First steps. Need help in clustering

Antonios1
Antonios1 New Altair Community Member
edited November 2024 in Community Q&A

hi,

I create a fictious dataset using Excel RANDBETWEEN function. The dataset is composed of 18000 rows and two columns. Columns A contains IDs  with values ranging between 1 and 100. Column B contains an hypothetical expense amount between 0 and 50000 for each ID numbers except for ID number 100 whose column B corresponding expense range is narrower and comprised between  48000 and 50000.

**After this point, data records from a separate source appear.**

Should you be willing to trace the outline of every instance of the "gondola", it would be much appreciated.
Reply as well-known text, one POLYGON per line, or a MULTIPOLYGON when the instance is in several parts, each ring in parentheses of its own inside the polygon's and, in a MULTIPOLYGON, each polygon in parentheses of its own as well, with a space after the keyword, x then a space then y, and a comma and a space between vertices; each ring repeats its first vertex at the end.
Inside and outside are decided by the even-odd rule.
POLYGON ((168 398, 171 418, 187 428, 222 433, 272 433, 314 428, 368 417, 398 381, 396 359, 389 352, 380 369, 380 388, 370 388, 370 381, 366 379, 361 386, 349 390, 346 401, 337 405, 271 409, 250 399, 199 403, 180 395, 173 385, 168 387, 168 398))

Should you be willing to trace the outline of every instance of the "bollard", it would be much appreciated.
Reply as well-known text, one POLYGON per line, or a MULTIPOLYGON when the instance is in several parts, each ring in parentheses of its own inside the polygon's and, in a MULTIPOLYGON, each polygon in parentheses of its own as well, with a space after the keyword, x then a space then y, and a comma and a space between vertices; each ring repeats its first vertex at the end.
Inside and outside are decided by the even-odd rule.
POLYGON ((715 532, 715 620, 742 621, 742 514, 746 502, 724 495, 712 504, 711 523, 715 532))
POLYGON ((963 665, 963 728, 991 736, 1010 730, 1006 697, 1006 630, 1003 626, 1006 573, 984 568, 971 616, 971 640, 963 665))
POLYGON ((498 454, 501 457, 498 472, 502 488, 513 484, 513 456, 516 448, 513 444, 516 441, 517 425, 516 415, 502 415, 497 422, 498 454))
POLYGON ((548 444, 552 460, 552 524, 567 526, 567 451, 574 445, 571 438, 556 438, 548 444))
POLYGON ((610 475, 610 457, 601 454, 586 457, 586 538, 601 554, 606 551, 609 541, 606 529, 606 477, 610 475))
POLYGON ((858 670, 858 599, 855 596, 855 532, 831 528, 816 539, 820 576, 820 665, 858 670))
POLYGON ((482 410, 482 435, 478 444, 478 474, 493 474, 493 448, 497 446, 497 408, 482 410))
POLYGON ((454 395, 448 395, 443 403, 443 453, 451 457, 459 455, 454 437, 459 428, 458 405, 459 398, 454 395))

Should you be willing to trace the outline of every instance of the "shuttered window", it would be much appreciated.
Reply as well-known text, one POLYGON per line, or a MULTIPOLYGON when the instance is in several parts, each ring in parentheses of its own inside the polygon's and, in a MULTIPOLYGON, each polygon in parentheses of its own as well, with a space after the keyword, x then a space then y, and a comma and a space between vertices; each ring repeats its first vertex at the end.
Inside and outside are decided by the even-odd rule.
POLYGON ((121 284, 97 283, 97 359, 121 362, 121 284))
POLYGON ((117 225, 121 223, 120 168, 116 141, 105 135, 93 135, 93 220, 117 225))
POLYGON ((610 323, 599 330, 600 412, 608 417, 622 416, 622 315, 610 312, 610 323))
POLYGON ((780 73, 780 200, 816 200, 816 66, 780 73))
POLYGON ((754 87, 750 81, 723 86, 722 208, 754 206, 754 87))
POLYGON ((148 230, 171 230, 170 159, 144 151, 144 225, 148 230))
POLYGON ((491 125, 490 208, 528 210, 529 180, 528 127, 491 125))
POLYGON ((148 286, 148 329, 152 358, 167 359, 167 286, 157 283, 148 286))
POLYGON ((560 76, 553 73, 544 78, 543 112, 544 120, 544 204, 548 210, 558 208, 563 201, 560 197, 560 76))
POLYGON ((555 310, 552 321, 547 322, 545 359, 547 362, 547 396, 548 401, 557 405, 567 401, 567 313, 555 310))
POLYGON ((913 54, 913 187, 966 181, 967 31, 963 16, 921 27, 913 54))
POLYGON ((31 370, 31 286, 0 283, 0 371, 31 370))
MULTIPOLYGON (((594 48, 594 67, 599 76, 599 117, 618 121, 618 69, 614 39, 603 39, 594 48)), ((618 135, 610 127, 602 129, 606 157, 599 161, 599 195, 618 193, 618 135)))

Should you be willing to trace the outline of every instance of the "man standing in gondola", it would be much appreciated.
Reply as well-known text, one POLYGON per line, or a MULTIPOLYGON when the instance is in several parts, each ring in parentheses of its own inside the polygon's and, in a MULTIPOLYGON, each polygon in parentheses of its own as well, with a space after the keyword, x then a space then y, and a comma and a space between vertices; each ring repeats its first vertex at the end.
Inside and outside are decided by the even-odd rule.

Let’s suppose I don’t know how the dataset is composed and I’d wanted to see it there is one ore more IDs with anomaly concentration (I mean I would like the analysis to spot ID number 100 with its concentration between 480000 and 50000), what kind of analysis I should perform? I tried with clustering (k-means),  but without success; probably I do not know the steps to follow to perform the analysis. Might somebody help me?

Best Answer

  • Telcontar120
    Telcontar120 New Altair Community Member
    Answer ✓
    Try some of the operators in the anomaly detection methods available in the free extension of that name.  LOF might be particularly useful in this type of context. 

Answers

  • Telcontar120
    Telcontar120 New Altair Community Member
    Answer ✓
    Try some of the operators in the anomaly detection methods available in the free extension of that name.  LOF might be particularly useful in this type of context. 
  • Antonios1
    Antonios1 New Altair Community Member
    Thanks for helping Brian. I am really new at Rapidminer and AI, so forgive me if I do not use the relevant terms. Anyway, I am sorry I was unable  to test the LOF operator. I downoload the anomaly detection extension and used the LOF operator. I connected my file through the  out port to  the exe port on the LOF operator and connected the exa operator port to the res port. The process seemed  to take a lot of time to give an output so I stopped it after a few hours, I run it again this morning before going to work and  once back at one, I found the software crashed. I have launched it again to see how it proceed. Now it has been running for about 1 hour and still going. Pc is an i7 with  16GB Ram.


  • Antonios1
    Antonios1 New Altair Community Member
    Thank you, Brian. It works. I had the possibility to run the operator on a different pc and it worked correctly. It also seems to be quite immediate to interpret the result..